Quando Diego (nome fictício, por razões de segurança) trocou a Venezuela pelos Estados Unidos sabia que tinha pouco tempo até que o cerco apertasse. Ele chegou à fronteira americana no dia 20 de novembro, quando o número de venezuelanos tentando cruzar o Rio Grande batia recordes. Atrás dessa onda de migração em massa sobrou um país devastado pela crise e com uma demografia muito diferente da que existia há pelo menos seis anos.
Os imigrantes venezuelanos passaram a enfrentar um cerco na América Latina, já que muitos governos – incluindo o México – agora exigem visto de entrada. Além disso, a crise econômica, agravada pela pandemia, acelerou o processo de migração. Em dezembro, 24.961 venezuelanos apareceram na fronteira – um ano antes, foram apenas 371.

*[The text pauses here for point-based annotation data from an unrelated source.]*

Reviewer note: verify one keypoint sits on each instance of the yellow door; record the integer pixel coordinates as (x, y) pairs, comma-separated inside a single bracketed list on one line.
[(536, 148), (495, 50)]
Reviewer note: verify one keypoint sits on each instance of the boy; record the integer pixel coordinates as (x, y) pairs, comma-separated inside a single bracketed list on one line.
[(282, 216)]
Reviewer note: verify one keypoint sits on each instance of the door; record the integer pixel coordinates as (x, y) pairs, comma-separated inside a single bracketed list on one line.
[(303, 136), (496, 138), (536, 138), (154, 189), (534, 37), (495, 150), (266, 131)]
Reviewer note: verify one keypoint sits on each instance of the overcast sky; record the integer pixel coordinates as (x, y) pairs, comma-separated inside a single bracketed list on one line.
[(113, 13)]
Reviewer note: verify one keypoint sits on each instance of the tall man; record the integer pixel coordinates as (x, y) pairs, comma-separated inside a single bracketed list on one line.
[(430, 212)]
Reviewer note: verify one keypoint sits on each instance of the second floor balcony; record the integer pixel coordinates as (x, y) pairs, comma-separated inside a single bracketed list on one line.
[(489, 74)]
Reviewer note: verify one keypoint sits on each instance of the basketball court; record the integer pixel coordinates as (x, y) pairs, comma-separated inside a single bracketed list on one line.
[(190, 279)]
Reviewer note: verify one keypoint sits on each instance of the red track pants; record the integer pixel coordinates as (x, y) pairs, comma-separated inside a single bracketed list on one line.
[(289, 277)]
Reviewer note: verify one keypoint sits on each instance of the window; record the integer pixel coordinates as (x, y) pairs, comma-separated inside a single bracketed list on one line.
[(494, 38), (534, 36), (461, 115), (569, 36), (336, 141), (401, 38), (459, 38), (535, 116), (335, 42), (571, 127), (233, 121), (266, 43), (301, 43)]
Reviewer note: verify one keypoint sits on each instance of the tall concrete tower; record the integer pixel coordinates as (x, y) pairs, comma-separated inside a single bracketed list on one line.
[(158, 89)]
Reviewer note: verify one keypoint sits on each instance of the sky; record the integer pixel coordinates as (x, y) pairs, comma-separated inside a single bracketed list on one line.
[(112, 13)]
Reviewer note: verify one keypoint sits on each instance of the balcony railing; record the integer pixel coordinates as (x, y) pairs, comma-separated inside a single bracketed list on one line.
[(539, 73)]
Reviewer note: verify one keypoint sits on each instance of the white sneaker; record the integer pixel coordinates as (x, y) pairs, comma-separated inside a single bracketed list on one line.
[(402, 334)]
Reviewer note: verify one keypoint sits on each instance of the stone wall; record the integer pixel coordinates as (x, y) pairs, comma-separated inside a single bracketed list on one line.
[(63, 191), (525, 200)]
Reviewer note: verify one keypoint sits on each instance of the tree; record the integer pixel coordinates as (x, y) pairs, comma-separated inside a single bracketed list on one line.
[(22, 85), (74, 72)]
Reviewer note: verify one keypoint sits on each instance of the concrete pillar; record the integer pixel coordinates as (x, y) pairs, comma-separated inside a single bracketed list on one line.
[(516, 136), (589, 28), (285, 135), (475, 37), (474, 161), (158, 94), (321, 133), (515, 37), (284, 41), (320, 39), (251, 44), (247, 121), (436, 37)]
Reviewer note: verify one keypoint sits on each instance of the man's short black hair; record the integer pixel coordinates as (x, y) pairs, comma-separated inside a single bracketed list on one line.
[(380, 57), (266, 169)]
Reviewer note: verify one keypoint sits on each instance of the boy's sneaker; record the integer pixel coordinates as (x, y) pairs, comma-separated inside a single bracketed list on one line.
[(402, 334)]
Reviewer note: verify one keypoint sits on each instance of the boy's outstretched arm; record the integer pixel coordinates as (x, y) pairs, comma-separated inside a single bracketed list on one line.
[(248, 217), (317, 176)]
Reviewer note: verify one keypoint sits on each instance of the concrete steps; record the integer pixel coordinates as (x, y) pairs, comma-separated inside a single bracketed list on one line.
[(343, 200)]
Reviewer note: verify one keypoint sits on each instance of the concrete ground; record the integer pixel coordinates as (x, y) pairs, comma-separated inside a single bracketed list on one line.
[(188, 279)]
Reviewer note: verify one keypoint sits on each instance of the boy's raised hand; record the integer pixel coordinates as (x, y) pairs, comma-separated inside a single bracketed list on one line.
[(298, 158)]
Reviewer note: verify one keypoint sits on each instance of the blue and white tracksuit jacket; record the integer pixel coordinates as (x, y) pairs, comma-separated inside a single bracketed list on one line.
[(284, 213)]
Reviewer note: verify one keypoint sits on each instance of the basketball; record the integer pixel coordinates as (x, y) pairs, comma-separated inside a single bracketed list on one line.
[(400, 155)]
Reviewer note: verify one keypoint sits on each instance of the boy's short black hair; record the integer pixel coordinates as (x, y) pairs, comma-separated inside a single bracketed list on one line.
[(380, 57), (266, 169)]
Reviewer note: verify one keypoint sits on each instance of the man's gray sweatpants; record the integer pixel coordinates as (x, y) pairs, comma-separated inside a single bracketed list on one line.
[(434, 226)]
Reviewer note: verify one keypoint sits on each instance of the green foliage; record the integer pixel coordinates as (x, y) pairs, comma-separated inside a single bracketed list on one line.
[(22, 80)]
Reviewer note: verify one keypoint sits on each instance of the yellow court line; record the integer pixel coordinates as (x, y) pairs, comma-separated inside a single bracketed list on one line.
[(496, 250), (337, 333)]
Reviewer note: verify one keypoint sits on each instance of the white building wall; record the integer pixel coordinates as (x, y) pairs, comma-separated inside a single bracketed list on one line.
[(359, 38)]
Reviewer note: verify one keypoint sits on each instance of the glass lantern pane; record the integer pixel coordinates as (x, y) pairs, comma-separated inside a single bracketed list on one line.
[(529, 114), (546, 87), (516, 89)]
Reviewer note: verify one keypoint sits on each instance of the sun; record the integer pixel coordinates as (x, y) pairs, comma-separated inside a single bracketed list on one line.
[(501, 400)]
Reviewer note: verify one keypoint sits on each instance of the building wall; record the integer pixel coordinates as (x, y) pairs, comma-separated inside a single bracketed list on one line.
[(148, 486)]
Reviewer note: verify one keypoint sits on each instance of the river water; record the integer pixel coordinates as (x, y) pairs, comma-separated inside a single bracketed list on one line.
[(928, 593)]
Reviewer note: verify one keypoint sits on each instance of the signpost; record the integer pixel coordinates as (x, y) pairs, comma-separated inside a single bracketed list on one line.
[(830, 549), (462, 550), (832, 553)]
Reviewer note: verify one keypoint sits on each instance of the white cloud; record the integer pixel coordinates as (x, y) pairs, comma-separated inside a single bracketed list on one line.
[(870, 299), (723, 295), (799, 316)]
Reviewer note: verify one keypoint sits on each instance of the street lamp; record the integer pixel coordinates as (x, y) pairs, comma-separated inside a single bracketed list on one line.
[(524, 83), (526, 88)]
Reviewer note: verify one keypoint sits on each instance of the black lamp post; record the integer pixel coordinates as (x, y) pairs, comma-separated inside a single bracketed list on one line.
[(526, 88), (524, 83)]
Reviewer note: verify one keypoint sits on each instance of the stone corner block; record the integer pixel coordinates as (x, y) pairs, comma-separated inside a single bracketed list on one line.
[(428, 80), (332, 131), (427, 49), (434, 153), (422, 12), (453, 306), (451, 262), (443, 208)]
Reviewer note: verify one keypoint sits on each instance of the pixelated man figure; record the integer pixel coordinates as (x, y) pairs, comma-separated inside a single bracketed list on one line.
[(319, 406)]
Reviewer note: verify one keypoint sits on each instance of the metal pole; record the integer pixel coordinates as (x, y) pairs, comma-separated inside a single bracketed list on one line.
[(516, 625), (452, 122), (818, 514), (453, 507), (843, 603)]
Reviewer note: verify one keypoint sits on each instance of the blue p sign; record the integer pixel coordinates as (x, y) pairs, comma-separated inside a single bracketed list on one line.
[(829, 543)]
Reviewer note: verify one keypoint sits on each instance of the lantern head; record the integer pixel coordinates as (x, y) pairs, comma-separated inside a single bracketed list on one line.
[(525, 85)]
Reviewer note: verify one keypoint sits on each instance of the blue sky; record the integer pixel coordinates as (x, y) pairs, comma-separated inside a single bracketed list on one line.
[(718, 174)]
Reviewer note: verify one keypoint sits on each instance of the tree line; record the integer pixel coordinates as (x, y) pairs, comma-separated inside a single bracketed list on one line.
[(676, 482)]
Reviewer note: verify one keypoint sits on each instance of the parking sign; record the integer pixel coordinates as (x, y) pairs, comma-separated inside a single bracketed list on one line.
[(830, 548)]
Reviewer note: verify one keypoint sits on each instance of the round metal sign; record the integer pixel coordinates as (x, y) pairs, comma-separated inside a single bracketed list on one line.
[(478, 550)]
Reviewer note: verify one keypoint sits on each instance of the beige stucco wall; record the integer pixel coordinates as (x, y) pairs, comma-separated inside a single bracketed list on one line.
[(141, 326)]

“O medo era que, se demorássemos, não conseguiríamos mais por conta do visto. A dificuldade foi sair da Venezuela, porque estávamos eu, minha cunhada e minha sobrinha de 3 anos. Pagamos US$ 2,4 mil para sair com a menina, porque não havia documentação para retirá-la do país”, conta o jovem de 30 anos, formado em Manutenção Aeronáutica, que vive em Miami, no Estado da Flórida.
Em 2021, mais de 40 mil venezuelanos entraram no México com o visto de turista, muitos em Cancún. Aos poucos, eles começaram a cruzar para os Estados Unidos em busca de uma vida melhor.
“Eu não passava necessidade na Venezuela, mas não tinha progresso econômico para ter minhas coisas, uma casa, um carro ou mesmo crescimento profissional. Tive a chance de vir e viver com meu irmão, que me emprestou o dinheiro. Saímos da Venezuela em um voo com escala no Panamá e chegamos ao México”, disse Diego.
Ao contrário dele, muitos venezuelanos não pegaram um voo para os Estados Unidos. “Muitas famílias que chegam agora estão deslocadas há anos. Eles decidiram partir, como ocorreu com os haitianos. Mas a diferença é que, entre os venezuelanos, apenas entre 20% e 25% dos pedidos de asilo são negados”, explica a professora da Faculdade de Educação de Harvard Gabrielle Oliveira, que realiza pesquisas com famílias de imigrantes.
Bomba demográfica
Segundo a Organização das Nações Unidas (ONU), mais de 6 milhões de venezuelanos deixaram o país desde 2015 e 4 milhões vivem na América Latina. Com a pandemia e o agravamento da crise econômica em países da região, eles resolveram novamente se arriscar e partir rumo aos EUA.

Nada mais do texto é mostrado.